L’apparizione del Risorto a Maria Maddalena non è qualcosa di intimistico, ma piuttosto “una realtà che appartiene alla storia della fede della Chiesa” e che segna la vocazione di questa donna.
Riportiamo qui una parte di un’omelia del Cardinal Martini nella quale commenta questo brano di Vangelo (Gv 20,11-18) dandogli una connotazione ecclesiale.

 

Si potrebbe pensare che una tale apparizione sia piuttosto cosa privata e intima, che si limita al rapporto fra Gesù e la Maddalena.
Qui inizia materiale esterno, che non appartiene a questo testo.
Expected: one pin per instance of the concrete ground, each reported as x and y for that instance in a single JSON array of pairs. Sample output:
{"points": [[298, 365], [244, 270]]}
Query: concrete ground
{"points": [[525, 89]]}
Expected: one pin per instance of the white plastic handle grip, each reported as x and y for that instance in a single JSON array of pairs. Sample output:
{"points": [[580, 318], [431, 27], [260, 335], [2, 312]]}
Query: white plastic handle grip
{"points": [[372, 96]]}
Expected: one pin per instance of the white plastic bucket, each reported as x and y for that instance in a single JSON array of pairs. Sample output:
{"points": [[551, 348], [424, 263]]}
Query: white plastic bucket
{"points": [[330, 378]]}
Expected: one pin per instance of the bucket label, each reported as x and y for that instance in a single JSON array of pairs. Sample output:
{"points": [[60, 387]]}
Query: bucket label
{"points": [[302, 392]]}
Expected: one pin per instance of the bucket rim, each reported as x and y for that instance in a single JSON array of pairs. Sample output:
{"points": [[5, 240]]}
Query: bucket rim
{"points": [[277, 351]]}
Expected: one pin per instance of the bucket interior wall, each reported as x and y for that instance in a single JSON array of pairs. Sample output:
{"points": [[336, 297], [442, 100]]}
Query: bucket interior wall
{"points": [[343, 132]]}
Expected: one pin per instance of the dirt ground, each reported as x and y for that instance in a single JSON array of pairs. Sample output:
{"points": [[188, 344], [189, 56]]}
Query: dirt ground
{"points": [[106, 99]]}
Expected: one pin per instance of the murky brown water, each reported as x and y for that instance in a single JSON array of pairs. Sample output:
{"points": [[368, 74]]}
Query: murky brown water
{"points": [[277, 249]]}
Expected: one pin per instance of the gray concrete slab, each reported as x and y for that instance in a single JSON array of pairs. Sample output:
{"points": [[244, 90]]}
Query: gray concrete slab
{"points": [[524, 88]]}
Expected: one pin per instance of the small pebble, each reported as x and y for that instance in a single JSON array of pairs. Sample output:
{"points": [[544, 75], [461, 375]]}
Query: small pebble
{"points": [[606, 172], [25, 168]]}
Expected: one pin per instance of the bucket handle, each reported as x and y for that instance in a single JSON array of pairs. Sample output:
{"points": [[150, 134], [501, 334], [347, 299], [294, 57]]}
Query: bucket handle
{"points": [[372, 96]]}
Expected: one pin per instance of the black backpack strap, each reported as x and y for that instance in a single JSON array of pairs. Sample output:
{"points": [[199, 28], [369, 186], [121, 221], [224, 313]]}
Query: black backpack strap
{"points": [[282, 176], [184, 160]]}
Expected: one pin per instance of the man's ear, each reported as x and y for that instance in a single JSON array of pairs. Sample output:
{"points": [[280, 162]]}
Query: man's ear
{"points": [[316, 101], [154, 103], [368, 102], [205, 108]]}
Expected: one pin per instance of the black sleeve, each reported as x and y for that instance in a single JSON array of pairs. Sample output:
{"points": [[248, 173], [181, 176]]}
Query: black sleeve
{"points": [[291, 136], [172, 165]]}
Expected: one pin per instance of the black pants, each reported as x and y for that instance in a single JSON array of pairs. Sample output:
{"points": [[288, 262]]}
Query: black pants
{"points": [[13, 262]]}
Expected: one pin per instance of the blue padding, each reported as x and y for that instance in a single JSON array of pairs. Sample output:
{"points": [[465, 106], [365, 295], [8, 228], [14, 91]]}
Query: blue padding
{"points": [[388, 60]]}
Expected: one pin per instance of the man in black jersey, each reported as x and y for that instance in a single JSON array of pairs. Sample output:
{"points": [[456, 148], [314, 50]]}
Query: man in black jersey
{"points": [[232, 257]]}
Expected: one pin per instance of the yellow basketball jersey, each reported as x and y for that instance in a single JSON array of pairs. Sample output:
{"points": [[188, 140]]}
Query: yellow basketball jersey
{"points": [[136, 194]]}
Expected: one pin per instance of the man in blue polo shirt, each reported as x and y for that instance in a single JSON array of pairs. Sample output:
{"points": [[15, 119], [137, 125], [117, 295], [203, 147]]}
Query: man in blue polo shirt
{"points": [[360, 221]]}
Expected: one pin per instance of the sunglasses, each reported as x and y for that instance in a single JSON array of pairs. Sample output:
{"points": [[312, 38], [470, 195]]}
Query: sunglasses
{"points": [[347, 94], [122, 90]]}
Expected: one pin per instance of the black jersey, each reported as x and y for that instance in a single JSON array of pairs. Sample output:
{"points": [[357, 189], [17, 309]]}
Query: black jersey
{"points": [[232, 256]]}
Ma vi sono due ragioni contrarie, che fanno cioè di quest’apparizione una realtà che appartiene alla storia della fede della Chiesa.

La prima è la conclusione del dialogo, dove si dice che Gesù stesso manda Maria ai discepoli e che ella annuncia loro con slancio: «Ho visto il Signore». Queste parole saranno ripetute innumerevoli volte e motiveranno la forza incontenibile che viene dalla Pasqua. Anche San Paolo descriverà così la sua esperienza nella Prima Lettera ai Corinzi (9,1): «Non sono un apostolo? Non ho veduto Gesù, Signore nostro?».

Una seconda ragione è piuttosto dovuta all’interpretazione di questo episodio. La Chiesa vi legge infatti il cammino di ciascuno, con la sua ricerca, i suoi pianti, i suoi smarrimenti, le sue confusioni e infine con la gioia del riconoscimento. La parola di Gesù – che alla Maddalena dice semplicemente «Maria» – significa che ognuno è chiamato per nome e ha la vocazione a un’intima familiarità con lui. Senza questa familiarità la proclamazione della resurrezione non entra nel profondo del cuore, non è il segno della conversione di tutto l’uomo al mistero del Signore.

Con Gesù vivente nell’intimo del nostro cuore possiamo guardare a tutta la storia come a una rivelazione dell’amore di Dio e accettare anche le sue pagine più oscure, credendo che Dio opera in esse per portare l’uomo al suo fine eterno.

La proclamazione del Risorto giunge dunque fino alle nostre domande più sofferte e ci dà la certezza della vittoria finale di Cristo Gesù.

 

(C.M. Martini, Colti da stupore, Mondadori 2012, pp. 181-182)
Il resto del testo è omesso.